Recently, I read the XtraDB part of Percona Server document roughly, in this process, I realized my huge lack of basic database knowledge, so it’s inevitable to spend a lot of time on clarifying many concepts which have been mentioned several times in the doc.
In the meanwhile, I found out that there’s so much incorrect and ambiguous information on the internet, for the greater good, it could be great if I organize these all materials and post them on this blog. This article contain a few MySQL only usage, but it’s won’t cut down the readability for the reader who is not familiar with MySQL (perhaps…).
Why use English? Due to most of the info I collect are written in English and I don’t have enough time to translate them. But don’t worry, I’ll post a Chinese version someday.
As data growth, the performance of database server will become worse gradually. When there are only hundreds of rows in a table, we basically don’t need to care about the quality of query statements, but once a query involves hundred of thousand of rows, that could be an issue.
To ease this problem, MySQL 5.7 provides the
MAX_EXECUTE_TIME feature to avoid your query sucks. (more)
But what if we have hundred of millions of data in the server? That won’t be that simple. Fortunately, developers have multiple ways to deal with performance problems.
Partition is the way to split the data of a table into multiple tables by rows or columns, according to different divides, it can be classified into Horizontal Partition and Vertical Partition.
(MySQL 5.7 does not support it)
Obviously, Partition can reduce the effort of querying the tables with fewer indexes and the amounts of data, but the shortcomings are also evident:
- Developers need to spend more resources to maintain the data.
- The capability of execution is the bottleneck because there’s still one server deals with all commands.
- Almost zero benefit for operations of whole table select, insert, update and delete.
A database shard is a horizontal partition of data in a database.
– Wikipedia, “Shard (database architecture)“
Sharding is a type of horizontal partition, the rows in a table will be separated into multiple tables, and the most important is, these tables will be stored on the different servers. So it’s possible that the system needs to get
order data of
Some articles say that Sharding is Horizontal Partition and Horizontal Partition is Sharding, but it’s not perfectly true because the Horizontal Partition describes the data in a large table is divided by rows and stored in the multiple relative small tables whether in the same or different server(s).
Like the cons of Partition, although Sharding solves the bottleneck of execution capability through multiple machines collaboration, it leads to the data scattered in the different tables of various database servers, so it’s still a pain in the ass to maintain these shards.
Database Replication is a mechanism of automatically copying the data from a database to another one. With database Replication, it’s much easier to have multiple database servers provide service to meet the increasing demands.

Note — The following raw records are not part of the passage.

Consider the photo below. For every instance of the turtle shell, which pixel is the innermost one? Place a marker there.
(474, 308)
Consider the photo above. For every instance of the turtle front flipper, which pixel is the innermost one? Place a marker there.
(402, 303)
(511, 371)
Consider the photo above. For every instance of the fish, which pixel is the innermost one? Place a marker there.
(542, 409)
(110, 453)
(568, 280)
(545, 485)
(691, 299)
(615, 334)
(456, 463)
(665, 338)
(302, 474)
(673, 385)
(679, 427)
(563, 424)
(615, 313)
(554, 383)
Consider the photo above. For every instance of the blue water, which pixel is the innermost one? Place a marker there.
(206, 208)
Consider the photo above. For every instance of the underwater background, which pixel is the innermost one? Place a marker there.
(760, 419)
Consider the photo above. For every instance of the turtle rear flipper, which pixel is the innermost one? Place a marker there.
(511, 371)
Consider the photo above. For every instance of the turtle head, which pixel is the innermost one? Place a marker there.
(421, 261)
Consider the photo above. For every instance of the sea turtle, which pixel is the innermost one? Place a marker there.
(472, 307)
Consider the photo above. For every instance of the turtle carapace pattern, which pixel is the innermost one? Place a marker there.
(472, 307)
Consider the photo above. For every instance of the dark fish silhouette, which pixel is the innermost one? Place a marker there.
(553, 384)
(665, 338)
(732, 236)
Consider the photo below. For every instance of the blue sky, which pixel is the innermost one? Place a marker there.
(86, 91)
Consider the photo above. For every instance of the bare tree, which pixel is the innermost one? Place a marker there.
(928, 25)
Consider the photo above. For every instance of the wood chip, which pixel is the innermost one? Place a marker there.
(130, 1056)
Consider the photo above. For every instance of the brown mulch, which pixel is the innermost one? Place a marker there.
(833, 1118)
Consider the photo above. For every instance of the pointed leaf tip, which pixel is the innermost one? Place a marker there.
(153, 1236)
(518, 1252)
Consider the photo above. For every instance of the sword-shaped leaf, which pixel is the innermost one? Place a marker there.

There are two roles in the database Replication:
- Master Server is available to handle both read and write (CRUD) operations, and the data in master will replicate to slave(s).
- Slave Server can only read the data from its disk.
Since the data in Slave Server is synchronized from Master Server, it could cause some serious consistency problems. When the data updated in Master Server and the replication hasn’t performed or is performing, the user may get old data from Slave Server.
Here come some common relationships for database Replication.
ex. Multi-Source Replication
- Check this if you’re curious how does MySQL replication work.
Clustering means many database servers (usually named nodes) operating in a group, there are multiple ways to do this.
The most common scenario is, several nodes access the same centralized shared disk, most of nodes used for reads and only one for write (CRUD) operations.
This method provides a better performance of reading data, in additional, once a failure rises in a node, another node will take over the task (this feature is named failover).
But it also has obvious Achilles’ heel, limited scalability, first, there’s only one DB node takes charge of CRUD operations; second, the read limitations are particularly evident when an application requires complex joins or contains non-optimized SQL statements.
Advanced clustering techniques rely on real-time memory replication between nodes, keeping the memory image of nodes in the cluster up to date via a real-time messaging system.
Every node is available to operate both reading and writing, but it’s limited by the amount of traffic between nodes (usually using the typical network or other high-speed communication mechanisms). When the nodes are added to the cluster, the communication and memory replication overhead increases geometrically. Since the severe scalability limitation, it’s often with a relatively fewer number of nodes.
This solution also suffers from the same shared disk limitations of a traditional cluster, given that a growing, single large database has increasingly intensive disk I/O.